これからはじまるのは、2022年5月26日の夜、クロスノエシスの1stフルアルバム『circle』に収録されていた、『とある大文字の希望』についての感想文である。

『circle』というアルバムについては、すでに2本の感想文を書いたことがある。5,184文字のものと、16,574文字のものがある。20日もかけてこれだけの文字をひねり出しながら、漠然と『とある大文字の希望』とか『宝物』とかしか書けていなかった、『SEED』について、やっと、不十分ながら、書き加える。


「隠しトラック」というものがある。CDに馴染み深い人なら知っている人も多いだろう、CDというメディアの仕様を活かした小技だ。その手法は、おおまかにふたつ。①最後の曲の後に隠す方法と、②最初の曲の前に隠す方法だ。

僕もそのひとりだが、『circle』のCDを手にした人の多くは、すぐに①の存在に気付いただろう。①の隠し方はバレやすい。たとえば、最後の曲だけ異様に再生時間が長くなっていたり、18曲収録だと思ってコンポを見たら「44曲」と表示されていたり。CDをPCに読み込ませて音楽ソフトでデータを読み込むようになるより前から、①の隠し方はバレやすいものだったといえるだろう。
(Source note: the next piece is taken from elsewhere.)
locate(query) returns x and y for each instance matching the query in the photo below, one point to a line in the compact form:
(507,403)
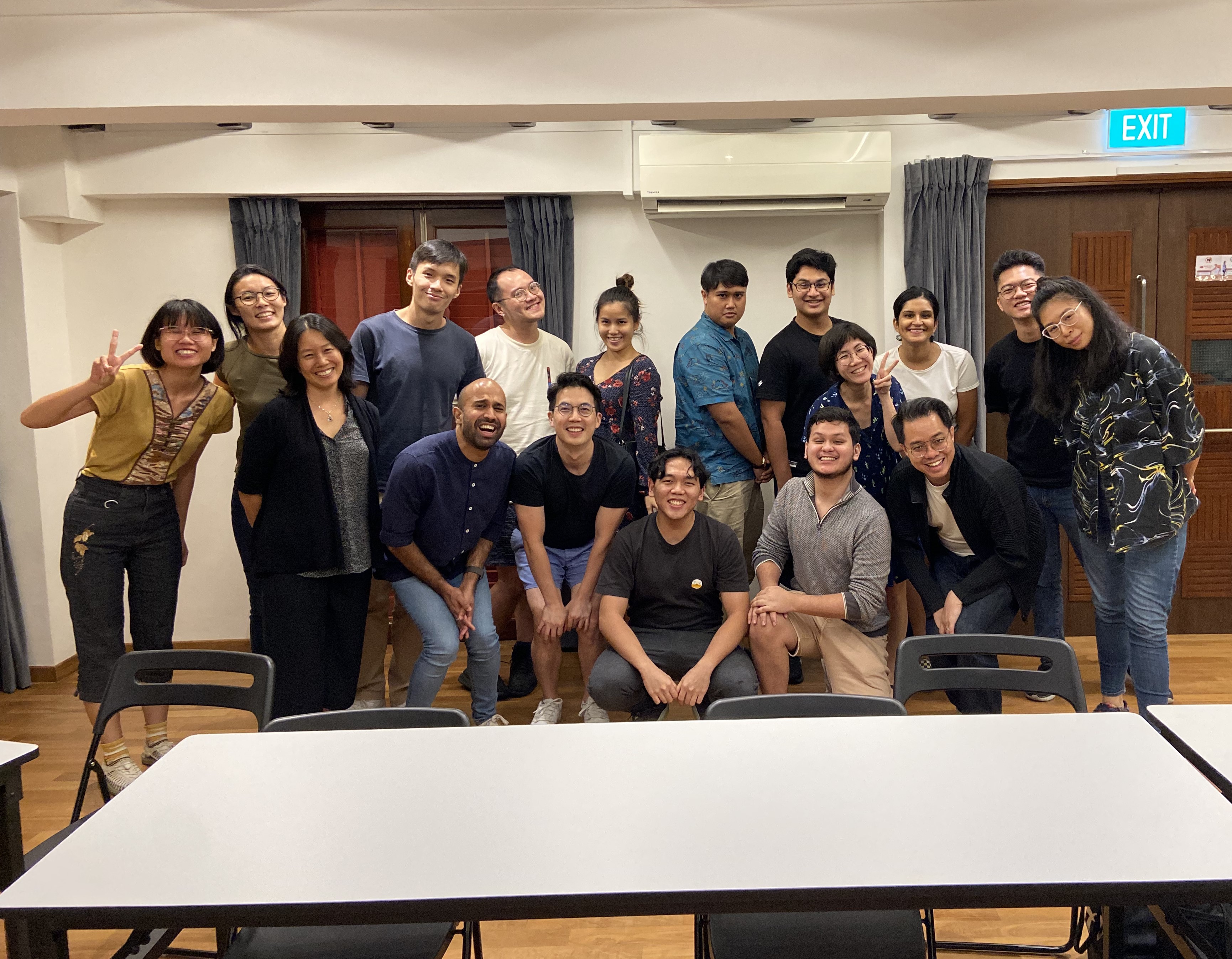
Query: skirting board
(54,673)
一方で、②の隠し方は厄介だ。これを聴く方法のひとつは、最初の曲を再生し、その「00:00」時点よりも前まで巻き戻す、というものだ。このとき時間表示がマイナスになることから、「マイナストラック」と呼ばれることもある。「マイナストラック」は、厄介だ。①の隠し方とは異なり、最初の曲だけ異様に再生時間が長くなることもなければ、18曲収録だと思ってコンポを見れば、ちゃんと「18曲」と表示されてしまう。そのうえ、音楽ソフトにも、CD専用のプレーヤーにも、そのトラックの「00:00」時点より前に巻き戻すことができない仕様のものが存在しているのだ。「マイナストラック」こと、①の隠し方は、気付きにくいうえに、アクセスしにくい、二重の厄介さをもっているのだ。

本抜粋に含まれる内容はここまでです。